When summarising results you are clearly particularly interested in any people who got reliably worse: all good services recognise they don’t always succeed and this is a good criterion on which to select out cases for a some clinical review. Then you are interested in people who got reliably better but not clinically significantly so. This may be because movement into the “normal” range is unrealistic or because your clinic sees people who are not so different from “normal” that that change is easily achieved. Then you are similarly interested in those who got clinically significantly, but not reliably, better. This suggests they were near enough to the boundary between “problem” and “normal” groups to start with that the clinically significant improvement is unreliable (which may mean it likely to relapse). Finally, the people you are interested in most are those who showed both reliable *and *clinically significant improvement. Those who changed most are clearly the ones you might select for positive clinical case review.

## Final caveats

- A worrying number of papers say they are using RCSC but don’t make it clear what method was used for CSC or do say but don’t explain or sometimes even say at all what referential data were used. Similarly, if RC was reported based on the sample data papers rarely say what reliability value was used and why.

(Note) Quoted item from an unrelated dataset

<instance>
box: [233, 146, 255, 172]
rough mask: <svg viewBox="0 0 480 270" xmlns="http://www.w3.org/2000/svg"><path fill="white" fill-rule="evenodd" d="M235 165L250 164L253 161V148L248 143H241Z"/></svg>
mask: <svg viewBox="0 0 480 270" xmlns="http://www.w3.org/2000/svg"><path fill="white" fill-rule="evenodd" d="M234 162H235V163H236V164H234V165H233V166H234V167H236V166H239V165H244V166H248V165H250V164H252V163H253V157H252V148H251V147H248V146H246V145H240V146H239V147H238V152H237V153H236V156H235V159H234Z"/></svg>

- Many papers use RC against some RCI (Reliable Change Index) based on variance and reliability values that didn’t come from the sample. This purports to bring the RC/RCI in line with other referential values: it becomes referential as a value. However, this completely negates the psychometric logic that justifies the calculation of RC in the first place. I don’t like this tendency but confess I’ve done this myself. I think the safe way around this if there is a need for a referential RCI is to report how differently the data look if the RCI based on the sample internal reliability and baseline SD are used to compute it.
- Always remember that measures only measure part of the human condition and don’t always do that well. Such methods should always be used in parallel with other ways of reviewing clinical work.